What is the reason to `assert false` here and in other places instead of, say, always throw a RuntimeException?

src/jdk.javadoc/share/classes/jdk/javadoc/internal/doclets/formats/html/ line 1615:

> 1613:                         if (label.isEmpty()) {
> 1614:                             label = new StringContent(node.getReference().getSignature());
> 1615:                         }

That's quite a bit of work for something probably very few people should try...
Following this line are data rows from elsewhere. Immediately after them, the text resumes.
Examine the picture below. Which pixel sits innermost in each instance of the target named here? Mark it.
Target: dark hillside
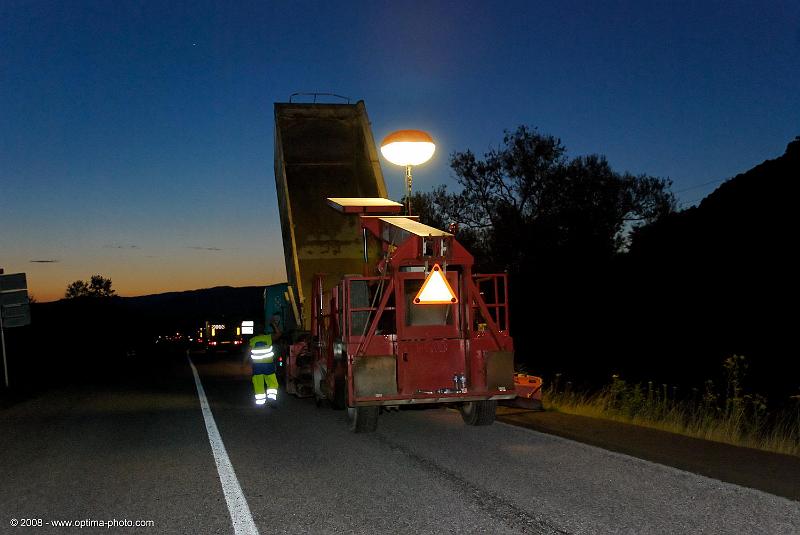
(722, 279)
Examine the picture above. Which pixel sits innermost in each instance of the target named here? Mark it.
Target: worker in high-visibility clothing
(263, 357)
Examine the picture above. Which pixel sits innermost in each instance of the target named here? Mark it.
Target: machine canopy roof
(364, 205)
(413, 227)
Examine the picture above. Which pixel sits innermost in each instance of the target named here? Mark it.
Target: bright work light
(407, 148)
(436, 290)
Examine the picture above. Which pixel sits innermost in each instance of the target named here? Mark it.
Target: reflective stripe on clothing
(262, 354)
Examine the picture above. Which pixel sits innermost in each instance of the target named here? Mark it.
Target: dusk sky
(136, 138)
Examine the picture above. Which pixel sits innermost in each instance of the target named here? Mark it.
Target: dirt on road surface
(770, 472)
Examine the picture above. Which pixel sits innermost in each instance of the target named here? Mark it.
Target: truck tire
(478, 412)
(363, 419)
(339, 394)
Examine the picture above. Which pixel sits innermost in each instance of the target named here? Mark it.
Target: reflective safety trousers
(263, 355)
(271, 392)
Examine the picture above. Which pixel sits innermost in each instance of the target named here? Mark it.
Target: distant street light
(407, 148)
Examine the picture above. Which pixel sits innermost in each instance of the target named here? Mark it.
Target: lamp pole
(408, 190)
(407, 148)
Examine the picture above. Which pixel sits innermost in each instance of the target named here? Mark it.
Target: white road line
(237, 504)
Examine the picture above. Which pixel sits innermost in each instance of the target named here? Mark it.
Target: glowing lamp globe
(408, 147)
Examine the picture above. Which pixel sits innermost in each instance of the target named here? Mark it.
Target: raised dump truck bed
(321, 151)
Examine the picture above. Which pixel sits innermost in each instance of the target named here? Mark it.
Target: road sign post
(14, 308)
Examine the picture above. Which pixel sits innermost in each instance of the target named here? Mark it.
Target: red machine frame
(467, 358)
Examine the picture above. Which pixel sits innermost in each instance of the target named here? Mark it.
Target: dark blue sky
(136, 138)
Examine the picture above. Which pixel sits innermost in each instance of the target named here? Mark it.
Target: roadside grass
(733, 416)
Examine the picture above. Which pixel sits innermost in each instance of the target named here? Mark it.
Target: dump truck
(389, 311)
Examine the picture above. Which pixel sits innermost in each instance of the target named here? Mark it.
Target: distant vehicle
(218, 337)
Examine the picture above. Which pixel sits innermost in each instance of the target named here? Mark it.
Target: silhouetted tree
(526, 202)
(98, 286)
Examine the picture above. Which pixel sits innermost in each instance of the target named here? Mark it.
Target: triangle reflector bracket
(436, 290)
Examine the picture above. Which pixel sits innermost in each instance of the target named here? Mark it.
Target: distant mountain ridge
(722, 278)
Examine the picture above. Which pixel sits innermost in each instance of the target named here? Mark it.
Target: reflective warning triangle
(436, 290)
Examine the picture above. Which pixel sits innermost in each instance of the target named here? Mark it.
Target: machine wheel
(363, 419)
(340, 394)
(478, 412)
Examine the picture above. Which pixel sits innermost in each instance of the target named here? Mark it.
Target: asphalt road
(136, 448)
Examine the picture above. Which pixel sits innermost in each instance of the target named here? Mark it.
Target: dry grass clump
(733, 417)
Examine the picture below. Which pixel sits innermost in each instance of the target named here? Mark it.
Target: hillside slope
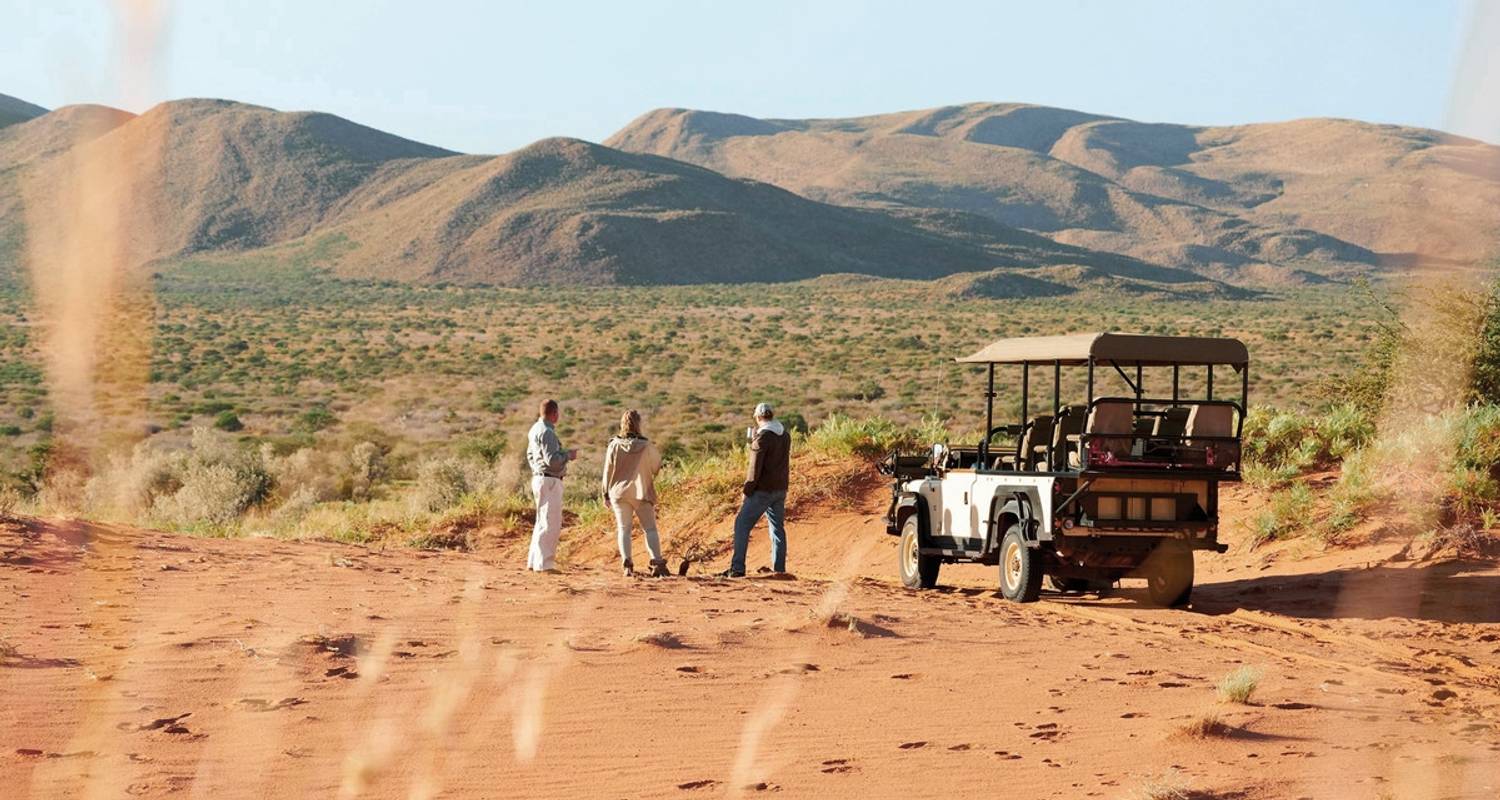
(1215, 200)
(212, 176)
src/jdk.javadoc/share/classes/jdk/javadoc/internal/doclets/formats/html/ line 1637:

> 1635:                 public Boolean visitSee(SeeTree node, Content c) {
> 1636:                     // we need to pass the DocTreeImpl here, so ignore node
> 1637:                     result.add(seeTagToContent(element, tag, context));

Is above comment still correct? Aren't `tag` and `node` the same object?

src/jdk.javadoc/share/classes/jdk/javadoc/internal/doclets/formats/html/ line 165:

> 163:      */
> 164:     public TagletWriterImpl(HtmlDocletWriter htmlWriter, boolean isFirstSentence, boolean inSummary) {
> 165:         super(isFirstSentence);

To avoid almost identical constructors this one could be implemented as

    this(htmlWriter, new Context(isFirstSentence, inSummary));

test/langtools/jdk/javadoc/doclet/testNestedInlineTags/ line 108:

> 106:                 "ABC <a href=\"#m2()\"");
> 107:         checkOutput("p/C.html", true,
> 108:                 "ABC DEF GHI");

Since you are running this with and without doclint, should this or any test in this file check for doclint warnings?


Marked as reviewed by hannesw (Reviewer).